Furthermore, the discovery rule is founded upon simple notions of equity and fairness. It is only used to toll the statute of limitations to prevent an injustice, never to start the statute to create one. Since the discovery rule is appropriately invoked only when the occurrence rule would lead to an unjust result, it logically follows that the discovery rule can only apply after an injury has occurred. It would indeed be unjust for the statute of limitations to begin to run when someone merely suspects an injury may occur. But the law of Pennsylvania, the older cases notwithstanding, is that the statute is triggered by real injuries, not potential ones.

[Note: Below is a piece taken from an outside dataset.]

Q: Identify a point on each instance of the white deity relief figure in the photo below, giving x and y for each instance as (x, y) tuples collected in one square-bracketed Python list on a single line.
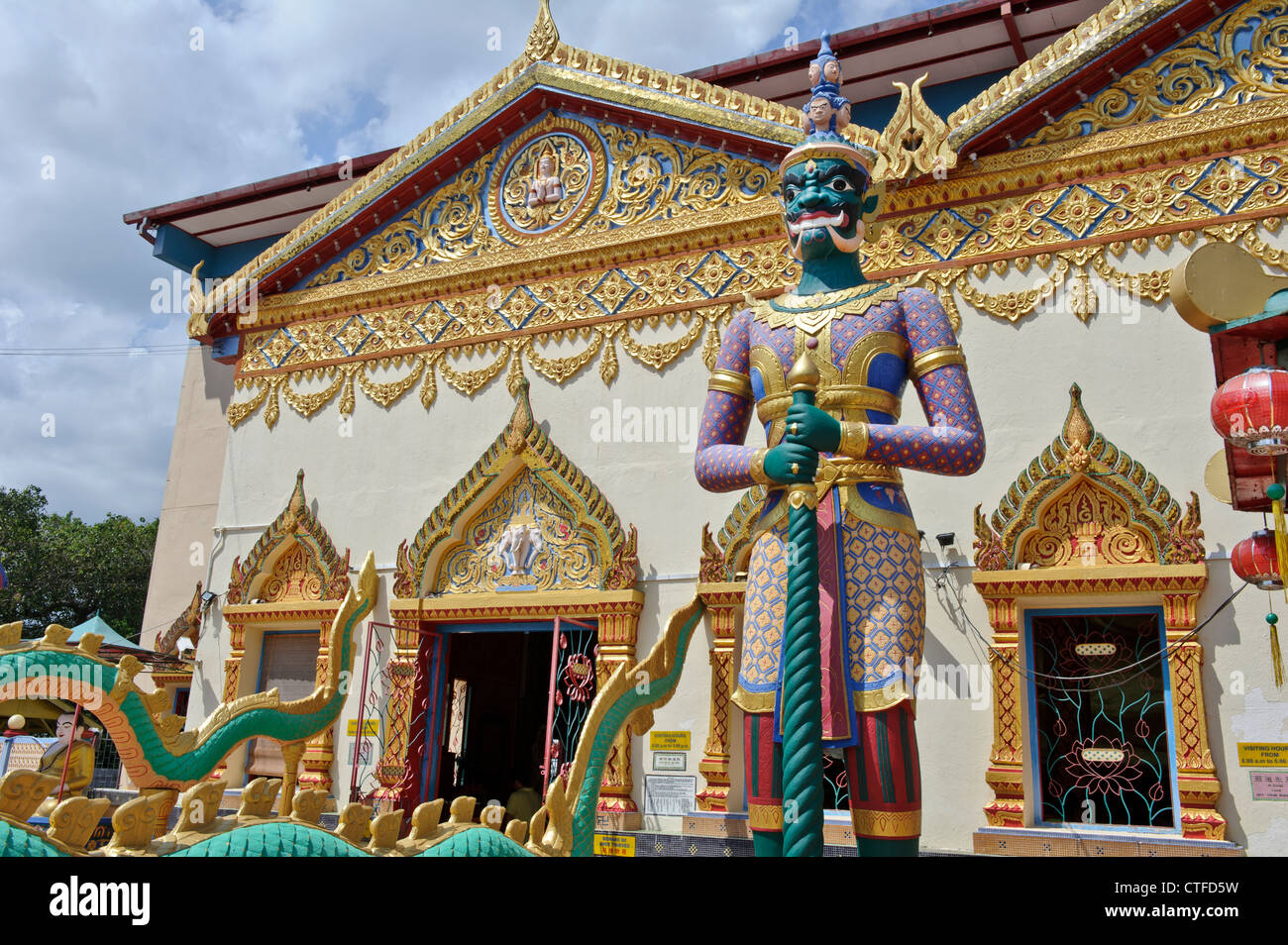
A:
[(519, 545), (546, 187)]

It does not follow from my decision that the plaintiff is without a remedy; only that the remedy must await a wrong. Plaintiff is free to renew his claim should be unsuccessfully exhaust his appeals in the underlying cases. Only then will he have suffered an injury to which the law may grant redress.
FootNotes
O'Brien v. Eli Lilly & Co., 668 F.2d 704, 705-706 (1981) (citations omitted).